I stumbled across a nice test for the evaluation method.
Take a position and evaluate it, then mirror the position (switching all pieces from left to right) and evaluate again, then reflect the position (from front to back, and invert the colors, and switch side to move) and finally reflect and mirror it.
This gives four different positions that should give exactly the same evaluation, assuming a symmetric evaluation.
So far I've found around 10 bugs, and there are probably more to come. Some of them were just symmetric flaws (like giving the king better evaluation if it's on C1 rather than F1, which makes sense on some level but really is not that good).
But some of them were ranging from minor to pretty severe.

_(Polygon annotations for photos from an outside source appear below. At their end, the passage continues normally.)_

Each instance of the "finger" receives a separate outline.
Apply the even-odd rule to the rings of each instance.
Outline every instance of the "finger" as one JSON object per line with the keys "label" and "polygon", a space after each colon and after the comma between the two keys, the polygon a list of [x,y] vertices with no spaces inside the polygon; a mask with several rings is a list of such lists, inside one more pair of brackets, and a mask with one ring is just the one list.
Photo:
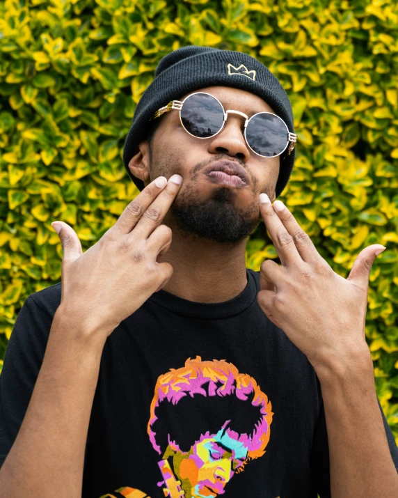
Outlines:
{"label": "finger", "polygon": [[[271,259],[261,263],[260,269],[260,285],[262,290],[273,290],[280,287],[284,276],[283,267]],[[263,289],[262,285],[264,286]]]}
{"label": "finger", "polygon": [[[266,263],[268,261],[268,263]],[[266,264],[264,264],[266,263]],[[275,283],[274,281],[276,277],[271,279],[271,276],[268,275],[267,268],[270,267],[271,264],[273,263],[278,266],[278,264],[272,260],[266,260],[263,261],[260,270],[260,288],[262,290],[275,290]]]}
{"label": "finger", "polygon": [[129,204],[127,204],[116,223],[108,232],[118,235],[129,233],[136,226],[143,214],[167,185],[167,178],[159,176],[147,185]]}
{"label": "finger", "polygon": [[155,290],[155,293],[157,293],[158,290],[164,287],[173,275],[173,266],[169,263],[158,263],[157,264],[159,267],[163,279],[161,283]]}
{"label": "finger", "polygon": [[292,236],[293,242],[301,258],[306,263],[311,263],[314,258],[321,258],[310,237],[300,226],[296,218],[281,201],[273,203],[273,210],[279,219]]}
{"label": "finger", "polygon": [[[148,239],[148,248],[156,256],[164,254],[171,244],[171,228],[166,225],[160,225]],[[167,249],[165,249],[167,247]]]}
{"label": "finger", "polygon": [[381,244],[375,244],[363,249],[353,262],[347,280],[367,290],[372,266],[374,260],[385,249]]}
{"label": "finger", "polygon": [[180,175],[173,175],[169,178],[166,188],[143,213],[134,228],[134,234],[143,238],[148,238],[151,235],[162,222],[182,183],[182,178]]}
{"label": "finger", "polygon": [[273,210],[266,194],[260,194],[260,212],[283,266],[302,263],[292,235]]}

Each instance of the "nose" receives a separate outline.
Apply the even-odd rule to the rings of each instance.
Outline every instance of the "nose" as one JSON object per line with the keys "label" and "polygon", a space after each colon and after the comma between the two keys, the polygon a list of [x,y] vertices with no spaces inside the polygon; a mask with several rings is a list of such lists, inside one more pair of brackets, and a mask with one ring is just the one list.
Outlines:
{"label": "nose", "polygon": [[209,143],[209,152],[212,154],[228,154],[246,162],[250,153],[243,134],[244,123],[244,117],[228,114],[222,131]]}

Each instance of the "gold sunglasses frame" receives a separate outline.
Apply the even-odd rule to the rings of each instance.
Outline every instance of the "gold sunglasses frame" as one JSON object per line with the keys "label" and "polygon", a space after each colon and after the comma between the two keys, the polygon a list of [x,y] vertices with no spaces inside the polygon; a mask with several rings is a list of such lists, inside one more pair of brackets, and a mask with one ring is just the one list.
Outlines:
{"label": "gold sunglasses frame", "polygon": [[[223,125],[220,128],[220,130],[214,133],[214,135],[212,135],[211,137],[196,137],[196,135],[193,135],[192,133],[190,133],[188,130],[184,126],[184,123],[182,123],[182,120],[181,119],[181,109],[182,109],[182,106],[184,104],[184,102],[186,100],[186,99],[189,98],[190,97],[192,97],[192,95],[210,95],[210,97],[212,97],[214,99],[215,99],[218,104],[221,106],[221,109],[223,109],[223,113],[224,114],[224,119],[223,121]],[[205,140],[206,139],[212,139],[214,137],[216,137],[216,135],[218,135],[218,133],[223,131],[224,129],[224,126],[225,125],[225,122],[228,119],[228,113],[231,114],[239,114],[239,116],[241,116],[243,118],[245,118],[245,124],[244,124],[244,137],[245,138],[245,141],[248,145],[248,147],[250,148],[250,150],[252,150],[255,154],[257,155],[259,155],[260,157],[278,157],[278,155],[280,155],[281,154],[283,154],[283,153],[286,150],[286,148],[287,146],[289,146],[289,143],[290,142],[290,146],[289,146],[289,150],[287,151],[287,155],[290,155],[292,153],[292,151],[296,146],[296,144],[297,143],[297,135],[295,133],[291,133],[289,131],[289,128],[287,127],[287,124],[285,123],[285,121],[282,119],[282,118],[280,118],[277,114],[275,114],[273,112],[266,112],[265,111],[262,112],[257,112],[255,114],[253,114],[250,118],[248,117],[248,116],[246,116],[243,112],[241,112],[240,111],[235,111],[234,109],[228,109],[225,111],[224,109],[223,105],[221,104],[221,102],[218,100],[218,99],[216,97],[214,97],[214,95],[212,95],[211,93],[207,93],[207,92],[195,92],[194,93],[191,93],[189,95],[187,95],[182,102],[180,100],[170,100],[167,105],[164,106],[163,107],[161,107],[159,109],[155,114],[152,116],[152,117],[150,119],[150,121],[152,121],[153,119],[156,119],[156,118],[159,118],[162,114],[164,114],[165,112],[168,112],[169,111],[179,111],[179,114],[180,114],[180,122],[181,123],[181,125],[184,128],[184,130],[190,134],[191,137],[194,137],[196,139],[200,139],[202,140]],[[255,150],[253,150],[253,149],[250,147],[249,143],[248,142],[247,138],[246,138],[246,128],[248,125],[249,121],[250,119],[254,118],[256,116],[258,116],[258,114],[272,114],[272,116],[276,116],[278,119],[280,119],[282,123],[285,125],[286,127],[286,130],[287,131],[287,141],[286,142],[286,146],[285,146],[285,148],[282,152],[279,153],[279,154],[277,154],[276,155],[262,155],[261,154],[259,154],[258,153],[255,152]]]}

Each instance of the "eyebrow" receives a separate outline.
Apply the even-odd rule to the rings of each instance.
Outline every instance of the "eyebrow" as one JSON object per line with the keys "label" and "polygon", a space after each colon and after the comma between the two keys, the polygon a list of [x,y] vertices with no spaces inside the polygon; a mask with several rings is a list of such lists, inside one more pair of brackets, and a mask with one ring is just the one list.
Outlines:
{"label": "eyebrow", "polygon": [[[220,101],[221,102],[221,101]],[[237,109],[234,109],[234,104],[231,104],[230,102],[228,100],[225,100],[224,102],[222,102],[221,104],[223,104],[223,107],[224,107],[225,110],[227,111],[229,109],[232,109],[235,111],[237,111]],[[252,116],[254,116],[255,114],[257,114],[257,112],[260,112],[260,111],[252,111],[251,112],[245,112],[245,114],[247,114],[249,118],[251,118]]]}

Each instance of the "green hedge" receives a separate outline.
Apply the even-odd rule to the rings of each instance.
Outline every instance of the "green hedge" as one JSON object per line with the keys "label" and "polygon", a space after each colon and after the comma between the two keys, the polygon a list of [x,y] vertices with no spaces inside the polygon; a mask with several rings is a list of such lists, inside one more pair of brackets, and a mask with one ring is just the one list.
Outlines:
{"label": "green hedge", "polygon": [[[186,45],[245,52],[289,94],[297,159],[281,199],[346,277],[381,243],[366,334],[398,442],[398,4],[384,0],[0,2],[0,353],[26,297],[60,281],[50,226],[83,250],[137,191],[122,153],[160,59]],[[277,259],[264,226],[247,264]]]}

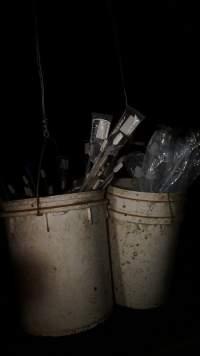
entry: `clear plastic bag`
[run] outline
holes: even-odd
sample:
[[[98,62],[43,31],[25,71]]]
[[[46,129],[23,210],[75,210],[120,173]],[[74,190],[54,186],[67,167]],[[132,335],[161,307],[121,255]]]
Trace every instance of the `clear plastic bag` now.
[[[169,174],[173,156],[174,137],[170,128],[155,131],[146,149],[142,171],[144,179],[140,189],[144,192],[158,192],[162,180]]]
[[[156,131],[146,149],[140,190],[180,192],[200,175],[200,133],[177,137],[170,128]]]

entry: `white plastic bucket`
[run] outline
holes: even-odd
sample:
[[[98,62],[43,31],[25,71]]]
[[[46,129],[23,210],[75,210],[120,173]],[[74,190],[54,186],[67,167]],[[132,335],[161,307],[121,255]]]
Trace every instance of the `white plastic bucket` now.
[[[122,183],[130,186],[128,179]],[[170,291],[183,195],[110,186],[108,199],[116,303],[134,309],[160,306]]]
[[[24,329],[60,336],[104,321],[113,306],[103,192],[5,203]]]

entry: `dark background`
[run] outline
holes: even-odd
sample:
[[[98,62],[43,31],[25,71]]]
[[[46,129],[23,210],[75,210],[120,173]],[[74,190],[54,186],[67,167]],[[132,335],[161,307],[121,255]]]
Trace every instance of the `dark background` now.
[[[106,0],[38,1],[36,11],[49,128],[76,176],[83,168],[91,112],[111,113],[116,120],[124,109],[109,7]],[[197,2],[113,1],[112,11],[128,101],[147,117],[138,137],[149,137],[158,123],[199,128]],[[7,2],[1,17],[1,170],[10,177],[27,159],[38,160],[42,110],[31,1]],[[189,196],[169,304],[146,312],[117,309],[106,325],[77,337],[24,336],[1,242],[1,336],[8,349],[39,344],[67,352],[93,341],[106,349],[107,341],[114,351],[191,351],[199,343],[198,182]]]

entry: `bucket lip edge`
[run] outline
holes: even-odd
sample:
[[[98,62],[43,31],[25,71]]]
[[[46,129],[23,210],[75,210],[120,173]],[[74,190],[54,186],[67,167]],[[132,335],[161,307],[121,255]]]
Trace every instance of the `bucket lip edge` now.
[[[128,194],[128,195],[133,195],[133,197],[128,197],[128,196],[123,196],[123,195],[118,195],[115,194],[115,192],[124,192],[124,194]],[[129,200],[138,200],[138,201],[145,201],[145,202],[155,202],[155,203],[163,203],[163,202],[176,202],[178,200],[181,200],[185,197],[184,193],[181,192],[172,192],[172,193],[153,193],[153,192],[140,192],[137,190],[130,190],[130,189],[125,189],[125,188],[120,188],[114,185],[111,185],[108,188],[107,194],[119,197],[119,198],[124,198],[124,199],[129,199]],[[146,196],[146,199],[145,199]],[[156,199],[160,200],[156,200]],[[170,199],[172,198],[172,199]]]
[[[87,205],[90,203],[97,203],[105,201],[104,191],[91,191],[91,192],[80,192],[72,194],[61,194],[53,195],[48,197],[39,198],[40,210],[46,210],[50,208],[64,208],[72,207],[78,205]],[[81,194],[77,196],[77,194]],[[61,198],[60,198],[61,197]],[[85,199],[83,199],[85,197]],[[52,198],[52,199],[51,199]],[[55,199],[54,199],[55,198]],[[68,198],[65,200],[65,198]],[[68,201],[67,201],[68,200]],[[45,206],[45,204],[47,204]],[[37,198],[19,199],[11,200],[8,202],[2,202],[0,205],[0,215],[5,213],[13,213],[18,211],[35,211],[37,210]]]

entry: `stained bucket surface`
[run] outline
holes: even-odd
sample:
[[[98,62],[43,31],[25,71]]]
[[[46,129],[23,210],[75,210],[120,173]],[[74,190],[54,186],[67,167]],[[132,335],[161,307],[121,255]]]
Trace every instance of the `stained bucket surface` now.
[[[116,303],[154,308],[170,291],[184,197],[133,191],[129,179],[119,186],[110,186],[107,194]]]
[[[103,192],[3,204],[26,332],[61,336],[105,320],[113,305]]]

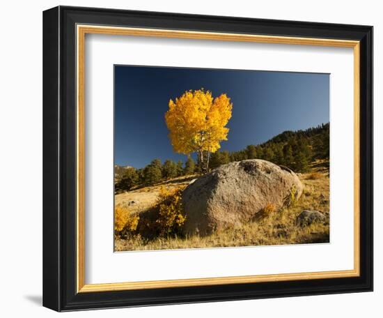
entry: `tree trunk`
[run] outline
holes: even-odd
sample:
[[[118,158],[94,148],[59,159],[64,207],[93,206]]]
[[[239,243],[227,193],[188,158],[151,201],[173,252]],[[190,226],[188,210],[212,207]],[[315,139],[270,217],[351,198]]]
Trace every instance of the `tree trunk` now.
[[[209,172],[209,161],[210,160],[210,151],[208,151],[208,159],[206,160],[206,172]]]

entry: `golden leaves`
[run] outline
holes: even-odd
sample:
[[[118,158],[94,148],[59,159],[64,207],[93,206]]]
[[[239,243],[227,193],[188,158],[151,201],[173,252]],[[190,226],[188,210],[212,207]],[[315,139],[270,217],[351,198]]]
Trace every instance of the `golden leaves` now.
[[[189,154],[194,151],[215,152],[219,142],[227,140],[233,104],[224,93],[213,98],[203,89],[188,91],[173,102],[169,100],[165,120],[175,151]]]

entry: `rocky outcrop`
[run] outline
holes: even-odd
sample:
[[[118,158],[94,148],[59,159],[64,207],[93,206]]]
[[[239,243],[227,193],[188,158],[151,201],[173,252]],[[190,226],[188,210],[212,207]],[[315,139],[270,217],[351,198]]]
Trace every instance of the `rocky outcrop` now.
[[[203,236],[240,225],[256,218],[267,204],[280,209],[289,198],[299,198],[302,190],[292,170],[268,161],[253,159],[222,165],[184,190],[184,232]]]

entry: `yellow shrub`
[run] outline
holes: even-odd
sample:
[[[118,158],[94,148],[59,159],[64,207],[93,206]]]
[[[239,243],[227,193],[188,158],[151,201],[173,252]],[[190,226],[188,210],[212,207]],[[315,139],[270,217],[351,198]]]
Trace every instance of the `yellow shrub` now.
[[[162,235],[175,234],[180,232],[186,220],[182,209],[182,188],[169,190],[160,189],[156,224]]]
[[[133,232],[137,228],[139,218],[139,215],[130,213],[127,209],[116,206],[114,209],[114,230]]]
[[[312,172],[307,176],[306,179],[308,180],[316,180],[320,179],[321,176],[322,174],[320,174],[319,172]]]

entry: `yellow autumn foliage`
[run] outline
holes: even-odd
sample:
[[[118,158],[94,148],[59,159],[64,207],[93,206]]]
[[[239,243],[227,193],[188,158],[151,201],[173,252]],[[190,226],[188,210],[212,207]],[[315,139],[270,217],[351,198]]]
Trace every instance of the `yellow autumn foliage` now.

For example I noticed that my weak pawn evaluation was first of all checking the pawn could move backwards(!) to be supported. And also that I for some infernal reason checked for the absolute value of the piece when checking for blocked pawns. Which on some positions made white not care about the pawn being blocked (unless it was doubled), while black did.
Another one was evaluating fianchetto for black by checking if the pawn in front of the king was on the third rank instead of the fifth.
I'm not sure how much these bugs actually matter in terms of playing strength (sure rewarding fianchetto when pawn is on third rank might be wrong, but a bishop in front of the king in those positions might not be so bad after all).
I'll write something together to explain this excellent test a bit more thouroughly.